Fig 6. Subcellular localization of NF-κB during infection with MERS-CoV 4b-NLS mutants.

Huh-7 (A) or Calu-3 (B) cells were mock-infected or infected (MOI = 0.1 PFU/cell) with WT, Δ4b or 4b-NLS mutants. At 18 hpi, cells were fractionated into cytoplasmic (C) and nuclear (N) fractions and analyzed by Western-blot for 4b and p65 detection. GAPDH and histone H3 were used as cytoplasmic and nuclear markers, respectively. Huh-7 (C) or Calu-3 (D) cells were infected with WT, Δ4b or 4b-NLS mutants (MOI 0.1 PFU/cell). At 24 hpi, cells were fixed and stained with antibodies against 4b (green) and p65 (red). Cell nuclei were stained with DAPI (blue).

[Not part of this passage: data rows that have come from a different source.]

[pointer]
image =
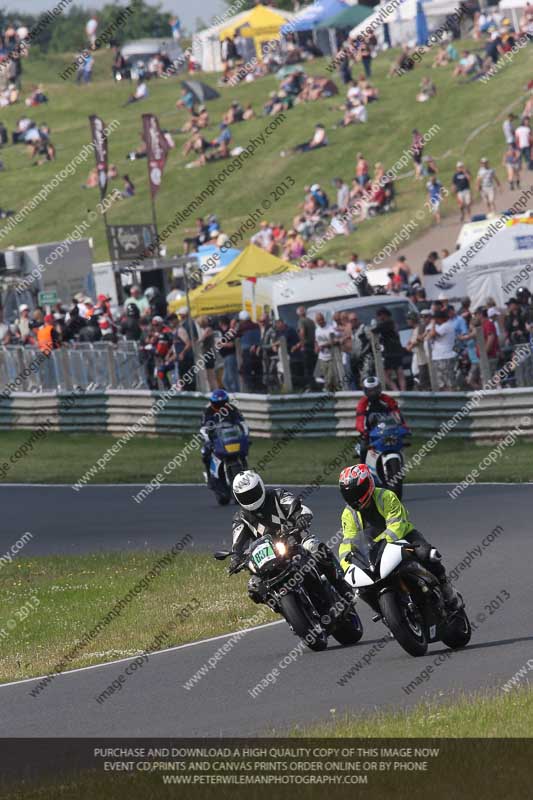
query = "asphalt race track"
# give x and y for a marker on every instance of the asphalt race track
(153, 700)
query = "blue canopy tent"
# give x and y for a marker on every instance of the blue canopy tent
(308, 20)
(311, 16)
(422, 32)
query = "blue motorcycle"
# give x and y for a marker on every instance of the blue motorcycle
(384, 458)
(230, 444)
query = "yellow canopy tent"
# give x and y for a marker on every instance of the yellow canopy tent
(223, 294)
(262, 24)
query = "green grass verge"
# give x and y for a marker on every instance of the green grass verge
(469, 117)
(75, 593)
(482, 715)
(64, 458)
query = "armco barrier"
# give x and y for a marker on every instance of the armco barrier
(493, 414)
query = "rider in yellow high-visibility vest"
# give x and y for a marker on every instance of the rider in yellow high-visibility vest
(379, 510)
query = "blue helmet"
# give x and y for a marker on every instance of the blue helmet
(219, 398)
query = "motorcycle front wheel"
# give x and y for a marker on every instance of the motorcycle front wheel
(291, 608)
(409, 632)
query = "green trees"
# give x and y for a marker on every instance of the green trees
(66, 33)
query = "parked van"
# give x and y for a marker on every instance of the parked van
(366, 308)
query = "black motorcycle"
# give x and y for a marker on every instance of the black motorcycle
(292, 585)
(405, 595)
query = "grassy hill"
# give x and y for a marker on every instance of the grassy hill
(469, 117)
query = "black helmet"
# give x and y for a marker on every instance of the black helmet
(372, 388)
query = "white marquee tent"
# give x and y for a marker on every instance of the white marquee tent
(503, 262)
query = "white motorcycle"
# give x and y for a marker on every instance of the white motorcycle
(405, 595)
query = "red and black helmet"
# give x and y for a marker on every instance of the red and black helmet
(357, 485)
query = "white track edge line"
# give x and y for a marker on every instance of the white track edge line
(154, 653)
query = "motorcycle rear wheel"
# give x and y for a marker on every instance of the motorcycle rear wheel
(457, 632)
(349, 629)
(291, 609)
(409, 634)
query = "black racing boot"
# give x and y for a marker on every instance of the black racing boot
(450, 596)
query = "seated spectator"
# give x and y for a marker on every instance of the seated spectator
(369, 92)
(37, 96)
(468, 65)
(222, 142)
(140, 93)
(140, 152)
(294, 246)
(235, 113)
(427, 90)
(249, 113)
(354, 113)
(187, 101)
(24, 124)
(200, 238)
(9, 96)
(404, 62)
(196, 144)
(316, 88)
(319, 139)
(441, 59)
(294, 83)
(320, 197)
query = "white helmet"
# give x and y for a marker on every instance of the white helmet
(249, 490)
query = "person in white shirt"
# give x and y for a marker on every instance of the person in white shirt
(508, 129)
(326, 339)
(90, 30)
(343, 194)
(442, 335)
(355, 268)
(354, 93)
(264, 236)
(523, 142)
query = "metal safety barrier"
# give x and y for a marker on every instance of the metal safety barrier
(92, 367)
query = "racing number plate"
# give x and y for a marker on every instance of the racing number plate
(263, 554)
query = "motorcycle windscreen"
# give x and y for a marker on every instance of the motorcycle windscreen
(357, 578)
(359, 572)
(392, 556)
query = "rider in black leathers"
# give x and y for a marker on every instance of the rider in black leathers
(268, 511)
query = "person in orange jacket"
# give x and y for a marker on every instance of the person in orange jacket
(47, 336)
(375, 403)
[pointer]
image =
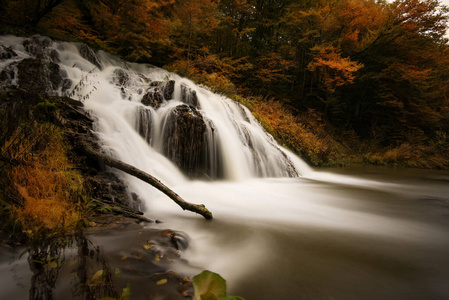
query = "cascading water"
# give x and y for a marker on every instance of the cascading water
(202, 133)
(302, 235)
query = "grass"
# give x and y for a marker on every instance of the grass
(50, 193)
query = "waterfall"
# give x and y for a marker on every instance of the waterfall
(152, 119)
(156, 120)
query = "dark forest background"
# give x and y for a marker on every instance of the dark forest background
(337, 81)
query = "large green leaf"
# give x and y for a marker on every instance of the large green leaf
(209, 286)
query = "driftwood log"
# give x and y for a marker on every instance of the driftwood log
(133, 171)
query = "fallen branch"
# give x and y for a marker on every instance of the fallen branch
(133, 171)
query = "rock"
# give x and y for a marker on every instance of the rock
(90, 55)
(6, 52)
(184, 140)
(189, 96)
(40, 48)
(121, 77)
(168, 88)
(39, 76)
(144, 123)
(153, 98)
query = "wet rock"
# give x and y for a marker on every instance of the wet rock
(39, 76)
(90, 55)
(6, 52)
(121, 78)
(7, 77)
(184, 140)
(144, 123)
(153, 98)
(189, 96)
(168, 88)
(39, 47)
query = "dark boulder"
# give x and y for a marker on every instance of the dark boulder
(153, 98)
(189, 96)
(144, 123)
(184, 140)
(39, 76)
(6, 52)
(168, 88)
(90, 55)
(39, 47)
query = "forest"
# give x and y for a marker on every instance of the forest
(337, 81)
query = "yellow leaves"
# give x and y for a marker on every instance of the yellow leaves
(305, 134)
(333, 69)
(48, 184)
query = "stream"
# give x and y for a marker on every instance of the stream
(281, 229)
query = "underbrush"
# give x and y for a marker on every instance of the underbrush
(43, 193)
(304, 133)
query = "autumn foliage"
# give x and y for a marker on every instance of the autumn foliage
(375, 71)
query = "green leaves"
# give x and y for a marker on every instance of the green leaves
(211, 286)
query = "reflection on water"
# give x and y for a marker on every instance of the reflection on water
(360, 234)
(123, 264)
(363, 234)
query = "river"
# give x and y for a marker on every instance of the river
(281, 230)
(366, 233)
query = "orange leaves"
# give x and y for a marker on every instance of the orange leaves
(425, 17)
(332, 69)
(305, 133)
(50, 188)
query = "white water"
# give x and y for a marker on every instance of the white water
(316, 236)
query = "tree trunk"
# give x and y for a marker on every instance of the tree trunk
(112, 162)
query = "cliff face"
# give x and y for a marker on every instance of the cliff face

Fig 7. Interference of MERS-CoV 4b protein in NF-κB-karyopherin 4 binding during infection.

Huh-7 cells were transfected with a plasmid encoding karyopherin 4 (KPNA4)-FLAG. At 24 hpt, cells were infected (MOI 0.1 PFU/cell) with WT, Δ4b or 4b-NLS mutants. At 20 hpi, cells lysates were immunoprecipitated with anti-FLAG antibodies. Cell lysates (CL) and eluted proteins were analyzed by immunoblotting with indicated antibodies.

Fig 8. Proposed mechanism of 4b action in MERS-CoV infection.

In WT MERS-CoV infection, 4b protein with an intact NLS binds KPNA4 for nuclear translocation thereby outcompeting NF-κB binding to KPNA4, which retains NF-κB in the cytoplasm and inhibits the expression of NF-κB-dependent pro-inflammatory cytokines. In contrast, in the absence of 4b (MERS-CoV-Δ4b) or in the presence of cytoplasmic 4b NLS-mutants (MERS-CoV-4b-mNLS), which do not bind KPNA4, NF-κB is imported into the nucleus by KPNA4, where it binds to DNA κB sites to promote the expression of pro-inflammatory cytokines (TNF-α, IL-6 and IL-8).